Luciano Battisti

“Sono nato a settembre del 1944.
Pesaro era distrutta e occorreva darsi da fare per sbarcare il lunario. Abitavamo in Via delle Stalle (oggi Via Niccolò Pellipario), in un caseggiato che dividevamo con i parenti di mio padre. Si viveva con grande dignità e spirito di collaborazione reciproca.
Al piano terra mio padre riparava le sue moto. Nell’aria c’era il profumo dell’olio di ricino bruciato che si usa per lubrificare i motori.
Mio padre mi metteva a sedere sul serbatoio e mi faceva fare il giro attorno a casa, allora nessuno faceva caso al rumore.
Da piccolo alle 2 del pomeriggio aspettavo che Rosati, il macellaio nostro vicino di casa, accendesse la sua moto, una Parilla 250 monoalbero, per andare al Motoclub. Aveva lo scarico a megafono tipo quello della Norton e il suo rumore per me era musica.
I bambini sono come carta assorbente: vivevo e sognavo a occhi aperti, mi immedesimavo in mio padre e volevo diventare come lui.
Dopo questa premessa sui miei ricordi, voglio raccontare la storia di una vita vissuta con grande passione e amore per tutto quello che la vita stessa mi ha riservato, nel bene e nel male.
Si dice che il destino sia segnato. Io, invece, direi che sia tracciato: noi possiamo seguire queste tracce e creare così i presupposti per vivere.
Il “motore” di tutto questo, a mio avviso, sono i sogni.
Quante volte abbiamo sentito dire “Ho coronato il sogno di quando ero bambino”? Quando si è bambini si ha il diritto di sognare a occhi aperti. Se poi la vita ti porterà verso altri obiettivi, inconsciamente ti ritroverai ad andare nella direzione di quando sognavi. Sicuramente non sarà un percorso così automatico, ma le circostanze ti porteranno a sfiorare certe situazioni sognate.
Quante volte di notte, a causa dei problemi di tutti i giorni, non si riesce a dormire? La ricetta per risolvere tutto questo è sognare, rivolgere il pensiero alle cose che ami e che hai sognato da ragazzo.

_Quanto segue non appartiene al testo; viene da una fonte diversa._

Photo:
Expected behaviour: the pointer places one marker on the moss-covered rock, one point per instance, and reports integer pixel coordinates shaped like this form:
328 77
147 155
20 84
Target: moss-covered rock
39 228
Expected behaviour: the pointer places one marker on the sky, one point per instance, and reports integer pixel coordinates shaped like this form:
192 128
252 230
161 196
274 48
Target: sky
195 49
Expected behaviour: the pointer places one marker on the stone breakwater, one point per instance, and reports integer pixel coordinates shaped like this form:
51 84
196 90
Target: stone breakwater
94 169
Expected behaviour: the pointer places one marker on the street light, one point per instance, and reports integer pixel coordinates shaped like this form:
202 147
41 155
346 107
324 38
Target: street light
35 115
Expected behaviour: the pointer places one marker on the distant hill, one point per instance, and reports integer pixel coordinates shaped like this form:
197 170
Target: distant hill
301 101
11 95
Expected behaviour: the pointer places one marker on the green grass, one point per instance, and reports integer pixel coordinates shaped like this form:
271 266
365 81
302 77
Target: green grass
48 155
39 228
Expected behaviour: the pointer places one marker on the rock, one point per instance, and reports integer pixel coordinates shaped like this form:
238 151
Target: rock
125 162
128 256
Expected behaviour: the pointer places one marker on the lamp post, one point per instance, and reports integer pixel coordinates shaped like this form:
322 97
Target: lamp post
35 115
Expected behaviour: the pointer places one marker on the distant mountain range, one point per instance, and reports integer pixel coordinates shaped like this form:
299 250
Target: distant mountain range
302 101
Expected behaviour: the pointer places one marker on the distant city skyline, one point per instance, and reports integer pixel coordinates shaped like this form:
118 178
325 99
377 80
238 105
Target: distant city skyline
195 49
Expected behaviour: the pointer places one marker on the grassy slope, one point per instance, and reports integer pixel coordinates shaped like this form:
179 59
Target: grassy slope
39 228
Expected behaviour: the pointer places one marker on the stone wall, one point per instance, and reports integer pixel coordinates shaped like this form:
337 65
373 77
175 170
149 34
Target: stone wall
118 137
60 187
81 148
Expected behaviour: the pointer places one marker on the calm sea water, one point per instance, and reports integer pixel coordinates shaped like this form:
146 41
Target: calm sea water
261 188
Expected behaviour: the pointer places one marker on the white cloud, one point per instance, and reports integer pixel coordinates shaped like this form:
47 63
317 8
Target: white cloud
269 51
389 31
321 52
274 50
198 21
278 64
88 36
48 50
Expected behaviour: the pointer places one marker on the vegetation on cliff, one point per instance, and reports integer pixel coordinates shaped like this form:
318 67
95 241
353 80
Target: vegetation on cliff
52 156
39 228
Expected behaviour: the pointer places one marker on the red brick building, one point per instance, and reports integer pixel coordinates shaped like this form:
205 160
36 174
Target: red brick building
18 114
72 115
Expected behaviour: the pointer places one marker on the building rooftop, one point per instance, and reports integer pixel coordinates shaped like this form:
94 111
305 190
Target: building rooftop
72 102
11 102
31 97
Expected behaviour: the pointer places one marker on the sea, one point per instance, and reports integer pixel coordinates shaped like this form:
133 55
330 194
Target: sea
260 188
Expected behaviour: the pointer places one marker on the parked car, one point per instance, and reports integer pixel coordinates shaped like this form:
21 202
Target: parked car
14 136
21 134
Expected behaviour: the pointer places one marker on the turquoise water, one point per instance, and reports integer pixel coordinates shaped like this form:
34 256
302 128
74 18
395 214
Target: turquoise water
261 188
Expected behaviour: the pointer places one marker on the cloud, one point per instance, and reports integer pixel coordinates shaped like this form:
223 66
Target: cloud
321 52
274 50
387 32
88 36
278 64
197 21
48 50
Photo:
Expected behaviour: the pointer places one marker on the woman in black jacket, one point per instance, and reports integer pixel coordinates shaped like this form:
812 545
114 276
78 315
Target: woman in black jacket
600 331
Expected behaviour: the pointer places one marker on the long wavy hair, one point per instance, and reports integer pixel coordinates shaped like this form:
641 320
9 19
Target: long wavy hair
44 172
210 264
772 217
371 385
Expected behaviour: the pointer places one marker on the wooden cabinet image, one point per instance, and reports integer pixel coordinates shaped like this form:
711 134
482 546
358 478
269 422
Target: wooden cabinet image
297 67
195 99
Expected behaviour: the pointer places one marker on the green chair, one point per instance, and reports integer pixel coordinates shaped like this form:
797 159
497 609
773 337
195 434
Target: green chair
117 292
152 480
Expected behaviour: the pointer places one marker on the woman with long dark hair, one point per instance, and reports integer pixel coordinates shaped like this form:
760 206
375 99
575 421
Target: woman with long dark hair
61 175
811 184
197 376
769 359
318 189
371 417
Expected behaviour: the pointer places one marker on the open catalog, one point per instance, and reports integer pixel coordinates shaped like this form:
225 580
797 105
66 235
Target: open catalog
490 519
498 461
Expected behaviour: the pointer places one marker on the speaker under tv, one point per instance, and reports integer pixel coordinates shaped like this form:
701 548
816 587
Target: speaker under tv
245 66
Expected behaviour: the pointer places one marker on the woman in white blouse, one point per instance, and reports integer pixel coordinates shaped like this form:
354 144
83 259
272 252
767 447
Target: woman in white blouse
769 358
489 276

Si deve continuare a sognare, sempre: i sogni che si avverano sono le cose belle della vita.
Una cosa che non mi è mai mancata, nemmeno nei tanti momenti bui, è la fede. Ti aiuta molto a reagire, a sentire l’affetto di chi ti sta accanto e a credere nei valori della vita con dignità e rispetto verso sé stessi e gli altri.
La mia collezione di moto è la risultante di una vita vissuta a tutto gas, anch’essa parte dei sogni fatti da ragazzo. Per me è una preziosa raccolta che non si basa sul valore estrinseco, ma soprattutto sul valore emozionale.
Ho cercato di ricostruire la testimonianza di quando mio padre bersagliere, istruttore, motociclista e meccanico, alla fine della seconda guerra mondiale cominciò a correre in moto.
Fin da bambino ho respirato quest’aria e, anche se mio padre mi consentiva di guidare la moto solo come premio, come tutti i genitori, riteneva che per me fosse troppo pericoloso andare in moto. Per questo, nonostante lui stesso fosse stato un pilota, non firmò mai la mia licenza.
Questo, però, non mi ha impedito di realizzare il sogno di correre. Non è stato facile. Ho iniziato un po’ tardi, a 22 anni, appena sono diventato maggiorenne”.


Carlo Massari, disegnatore di grande talento e uomo di cultura a tutto tondo, ha voluto regalarmi un’immagine della mia vita: idealmente io e mio padre Walter che gareggiamo insieme, sullo sfondo la fabbrica della Radiant e della Benellli, che rappresentano Pesaro. Un sogno non realizzabile in questa vita, ma che anticipa quanto sarà possibile realizzare nell’altra”*.